O Brasil chegou à pandemia numa situação fiscal preocupante, e pode sair dela com uma dívida em relação ao PIB de quase 100%. Apenas com o financiamento do auxílio emergencial, o governo gastou 212,8 bilhões reais entre abril e agosto. A extensão do benefício até o fim do ano, com um corte de 600 reais para 300 reais por pagamento, vai exigir mais 67 bilhões entre setembro e dezembro. É uma parte considerável do déficit primário do setor público, que, segundo o Tesouro, deve ser de 787,4 bilhões de reais em 2020, considerando-se apenas o governo federal. Ou seja, o programa é custoso. E pior: mesmo que se estenda por 2021 e ajude a manter o consumo aquecido, pode não alcançar o efeito desejado.
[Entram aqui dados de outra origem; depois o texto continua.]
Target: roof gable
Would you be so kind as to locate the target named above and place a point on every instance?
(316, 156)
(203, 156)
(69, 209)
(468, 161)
Segundo a gestora de recursos Asa Investments, o programa não foi desenhado para amparar empresas e negócios do setor de serviços, exatamente o que mais emprega e o mais afetado pela política de isolamento social. “O impacto maior do auxílio aconteceu no Norte e no Nordeste, regiões onde a presença dos serviços na economia é menor”, diz Carlos Kawall, ex-secretário do Tesouro e diretor da gestora. “Já para as pessoas de classes mais altas no Sudeste, o problema maior não foi uma queda de renda, e sim a falta de segurança para consumir. Elas só vão voltar a gastar com restaurantes e cinemas quando a pandemia estiver resolvida e não tiverem mais o receio de que podem perder o emprego.”
Para grande parte dos economistas, a preocupação do governo deveria estar em ajudar a economia a retomar o dinamismo através das reformas que ataquem os problemas estruturais e a situação fiscal, mais do que estimular o consumo por meio de programas de garantia de renda. O risco dessa estratégia é aumentar a percepção de risco fiscal, criando o efeito inverso do almejado. Acabaria por afugentar investimentos nos setores produtivos e transformaria o que por enquanto se desenha como perspectiva sombria em crise aguda.